Peki İran, İsrail’e, suikastın “bedelini” nasıl ödetecek? Analistler, bu gerilimin bölgesel bir savaşa dönüşeceğini düşünmüyor. Savaşın yayılmasını istemeyen İran’ın, vekilleri aracılığıyla İsrail’e bir yanıt verme ihtimalinin daha yüksek olduğu değerlendiriliyor. Bu noktada 7 Ekim’den bu yana İsrail’le düşük yoğunluklu çatışma yürüten Hizbullah öne çıkıyor.

7 Ekim sonrası İsrail’in Gazze’ye yönelik büyük çaplı saldırıları nedeniyle Hizbullah, İsrail’in sınır bölgelerini vurarak Tel Aviv’in sadece Gazze’ye odaklanmasını engelledi. Hizbullah’ın saldırıları sınır boyunca üç İsrail tümenini oyalamaya ve on binlerce sivilin sınır bölgelerinden tahliye edilmesine yetti. Ancak Hizbullah topyekûn bir savaştan kaçınmaya da büyük özen gösterdi.

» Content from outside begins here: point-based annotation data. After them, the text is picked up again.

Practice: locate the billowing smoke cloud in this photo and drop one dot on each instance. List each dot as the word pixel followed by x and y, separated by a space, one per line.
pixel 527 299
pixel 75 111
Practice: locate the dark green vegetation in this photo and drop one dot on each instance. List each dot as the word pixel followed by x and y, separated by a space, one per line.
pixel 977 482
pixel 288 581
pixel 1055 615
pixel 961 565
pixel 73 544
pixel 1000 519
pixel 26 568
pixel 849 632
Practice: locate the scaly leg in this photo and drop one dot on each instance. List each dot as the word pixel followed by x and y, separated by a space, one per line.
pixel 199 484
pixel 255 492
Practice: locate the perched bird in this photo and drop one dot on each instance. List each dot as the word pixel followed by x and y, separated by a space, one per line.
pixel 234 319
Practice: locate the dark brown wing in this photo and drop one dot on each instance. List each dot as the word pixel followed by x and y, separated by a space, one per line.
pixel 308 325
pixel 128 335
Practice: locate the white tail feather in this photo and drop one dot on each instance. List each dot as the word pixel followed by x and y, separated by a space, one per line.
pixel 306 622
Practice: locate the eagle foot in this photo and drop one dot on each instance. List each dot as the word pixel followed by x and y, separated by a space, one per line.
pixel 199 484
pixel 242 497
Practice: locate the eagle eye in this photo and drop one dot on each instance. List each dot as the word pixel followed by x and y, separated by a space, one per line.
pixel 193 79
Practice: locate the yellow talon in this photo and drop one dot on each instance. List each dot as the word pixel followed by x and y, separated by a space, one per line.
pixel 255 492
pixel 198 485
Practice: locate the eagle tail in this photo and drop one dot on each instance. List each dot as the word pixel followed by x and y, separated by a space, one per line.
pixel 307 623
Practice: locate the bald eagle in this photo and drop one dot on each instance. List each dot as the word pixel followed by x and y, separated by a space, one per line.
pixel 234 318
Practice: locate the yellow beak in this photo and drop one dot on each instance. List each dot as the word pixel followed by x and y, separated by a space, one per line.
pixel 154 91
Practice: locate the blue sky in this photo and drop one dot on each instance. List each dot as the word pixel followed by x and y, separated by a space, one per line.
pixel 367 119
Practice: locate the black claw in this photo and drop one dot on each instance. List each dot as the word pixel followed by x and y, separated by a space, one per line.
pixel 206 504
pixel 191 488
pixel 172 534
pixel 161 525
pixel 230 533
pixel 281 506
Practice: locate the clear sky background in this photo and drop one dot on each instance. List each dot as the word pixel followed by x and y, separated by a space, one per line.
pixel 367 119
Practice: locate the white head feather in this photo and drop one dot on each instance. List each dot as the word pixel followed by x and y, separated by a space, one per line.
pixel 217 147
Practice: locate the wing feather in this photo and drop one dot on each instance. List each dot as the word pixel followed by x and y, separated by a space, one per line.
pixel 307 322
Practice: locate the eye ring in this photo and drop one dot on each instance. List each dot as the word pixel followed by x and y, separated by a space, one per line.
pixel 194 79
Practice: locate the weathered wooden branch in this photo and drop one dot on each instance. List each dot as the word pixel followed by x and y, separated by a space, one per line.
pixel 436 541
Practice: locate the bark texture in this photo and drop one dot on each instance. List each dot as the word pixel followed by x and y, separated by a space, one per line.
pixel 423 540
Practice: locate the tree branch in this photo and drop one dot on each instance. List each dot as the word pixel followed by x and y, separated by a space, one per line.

Washington’daki Dış İlişkiler Konseyi’nde analist olan Steven Cook El Cezire’ye gerilimin hangi cephelerde tırmanabileceğine ilişkin şunları söyledi: “Devrim Muhafızları Irak ve Suriye’deki vekilleri üzerindeki kısıtlamaları gevşeterek Amerikan güçlerini yeniden tehlikeye atabilir. İranlılar ayrıca Hizbullah’ı İsrail’e yönelik saldırılarını arttırması için yönlendirebilir ki bu sayıları giderek artan saldırılar daha cesur hale geliyor.”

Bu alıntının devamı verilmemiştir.